Research

Research

My research focuses on the theoretical foundations of reinforcement learning, statistical learning, and control under uncertainty. In particular, I am interested in designing algorithms that remain reliable when the feedback used for learning is corrupted, heavy-tailed, asynchronous, temporally dependent, or generated by unreliable agents. A central goal of my work is to develop provably robust reinforcement learning algorithms with sharp finite-sample guarantees and matching lower bounds that clarify the fundamental limits of learning under adversarial corruption. My work has appeared in major AI venues, including ICML 2026, NeurIPS 2025, and AISTATS 2025, as well as major control venues such as IEEE CDC 2024 and IEEE ACC 2026.

[Theme 1] Learning Robust Optimal Policy from Strongly Correlated and Corrupted Observations

Can reinforcement learning still discover an optimal policy when the feedback it receives is both statistically dependent and adversarially corrupted? This line of work answers this question by developing a finite-time theory for robust optimal policy learning from unreliable trajectories, where rewards, transitions, observations, or Bellman targets may be strategically distorted. We show that standard algorithms such as vanilla Q-Learning can be fundamentally brittle under even small corruptions, and then design robust Bellman-update schemes that recover near-clean statistical performance up to an explicit and unavoidable corruption penalty. Together, this series of work, appearing across major venues including ICML 2026, IEEE CDC 24, and the NeuRIPS 2025-Reliable ML Workshop, establishes some of the first fundamental guarantees for learning optimal policies from strongly correlated and corrupted observations, combining robust statistics, stochastic approximation, and Bellman fixed-point theory to identify both what is algorithmically achievable and what is information-theoretically impossible.

Robust optimal policy learning

Recently, there has been a surge of interest in understanding the non-asymptotic behavior of model-free reinforcement learning algorithms. However, the performance of these algorithms in non-ideal environments, particularly under corrupted rewards, remains poorly understood. Motivated by this gap, we study the robustness of the celebrated Q-Learning algorithm under a strong-contamination attack model, where an adversary can arbitrarily perturb a small fraction of the observed rewards. We first show that such attacks can cause vanilla Q-Learning to incur arbitrarily large errors.
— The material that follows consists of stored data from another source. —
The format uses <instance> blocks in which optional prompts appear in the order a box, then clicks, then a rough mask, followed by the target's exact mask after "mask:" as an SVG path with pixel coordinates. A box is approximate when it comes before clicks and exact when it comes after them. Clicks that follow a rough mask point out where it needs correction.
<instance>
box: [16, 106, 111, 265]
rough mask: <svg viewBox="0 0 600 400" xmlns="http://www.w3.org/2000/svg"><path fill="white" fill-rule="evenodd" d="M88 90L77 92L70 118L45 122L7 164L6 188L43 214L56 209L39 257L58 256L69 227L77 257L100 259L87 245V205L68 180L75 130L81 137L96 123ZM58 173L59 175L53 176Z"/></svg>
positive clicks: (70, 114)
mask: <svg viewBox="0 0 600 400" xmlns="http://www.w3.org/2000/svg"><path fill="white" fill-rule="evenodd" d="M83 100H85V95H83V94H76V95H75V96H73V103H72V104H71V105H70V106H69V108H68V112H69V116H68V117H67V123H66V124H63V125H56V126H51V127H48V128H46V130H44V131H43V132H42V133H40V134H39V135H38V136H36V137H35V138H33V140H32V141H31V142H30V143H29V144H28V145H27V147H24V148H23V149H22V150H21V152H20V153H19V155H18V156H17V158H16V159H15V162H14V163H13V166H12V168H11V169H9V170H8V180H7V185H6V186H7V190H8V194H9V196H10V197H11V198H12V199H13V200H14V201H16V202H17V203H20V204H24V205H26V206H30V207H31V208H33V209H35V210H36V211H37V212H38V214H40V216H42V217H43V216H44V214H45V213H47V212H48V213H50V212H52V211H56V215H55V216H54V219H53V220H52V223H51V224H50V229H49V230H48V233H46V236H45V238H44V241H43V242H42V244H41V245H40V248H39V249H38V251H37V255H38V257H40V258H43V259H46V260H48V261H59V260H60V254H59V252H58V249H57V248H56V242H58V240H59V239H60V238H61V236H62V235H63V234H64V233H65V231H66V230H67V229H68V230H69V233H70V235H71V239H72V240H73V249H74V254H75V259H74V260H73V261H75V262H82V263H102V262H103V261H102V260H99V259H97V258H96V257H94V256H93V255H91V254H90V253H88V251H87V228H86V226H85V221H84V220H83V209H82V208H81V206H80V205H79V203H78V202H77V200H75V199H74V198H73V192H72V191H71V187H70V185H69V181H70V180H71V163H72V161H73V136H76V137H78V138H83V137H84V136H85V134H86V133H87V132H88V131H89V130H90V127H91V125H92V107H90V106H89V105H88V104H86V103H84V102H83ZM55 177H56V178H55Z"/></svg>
We then develop robust \(Q\)-Learning algorithms that use historical reward data to construct robust empirical Bellman operators. Our first variant is reward-statistics aware and leverages distributional information, such as reward scale, to obtain sharp finite-time guarantees. We then develop a reward-statistics agnostic version that does not require prior knowledge of the true reward distribution, using an agnostic tuning parameter \(\color{#fca5a5}{p}>1\) to control the robustness–concentration tradeoff. For both i.i.d. (\(\bar{\tau}_{\mathrm{mix}}=1\)) and Markovian data, both approaches achieve finite-time convergence rates that match known state-of-the-art bounds up to a small and inevitable corruption-dependent term, which scales with the adversarial corruption fraction.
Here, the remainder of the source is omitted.